In this, the first United States exhibit of the late 19th Century German artist Gabriel von Max, the Frye Musueum has brought us a range of stunning paintings, prints and drawings that speak to the intellectual ferment of that time. Max was an intellectual as well as an artist and his works reveal the cultural and scientific tumult of his era.
Darwin’s “On the Origin of Species…” had been raising eyebrows since 1857. Freud was revolutionizing the concept of “human” with his explorations of the unconscious and his insights into our sexual nature. Goethe’s “Faust” was part of the cannon. The American philosopher William James was caught up in the world of the occult. Sophisticates of all sort met for séances where they communed with the dead. And Max tried to capture all of this in his paintings.
Martyrs abound, and they are mostly nubile women, with mournful or ecstatic faces. In “Outside the Arena” a young woman appears to be deep in thought. We have to ask if she’s anticipating her own death or expressing sadness at the fate of the real sacrificial victims.

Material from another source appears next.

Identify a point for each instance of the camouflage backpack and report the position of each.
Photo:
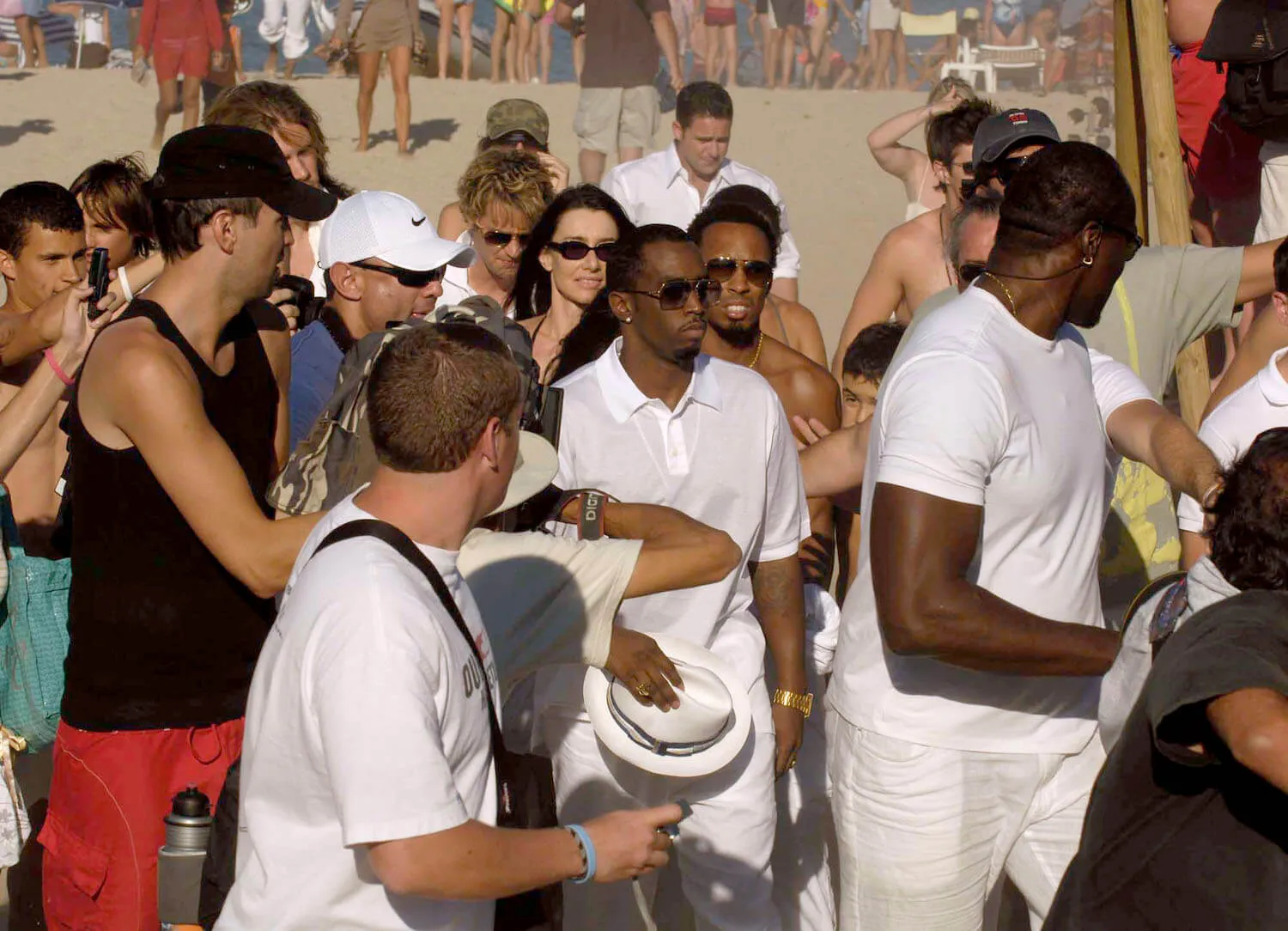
(337, 458)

In “The Anatomist” an attentive gentleman lifts the gossamer cloth to expose one breast of the dead young woman lying before him. Perhaps his anatomical study is as satisfying sexually as it is intellectually.
There are any number of paintings of monkeys behaving in human fashion. We see drawings to illustrate “Faust.” Numerous religious images depicting saints and biblical stories reveal the continuing importance of the church.
In the generally dark colors so common in his time period, Max probably outraged some and delighted others. Now we get a chance to see what the fuss was all about.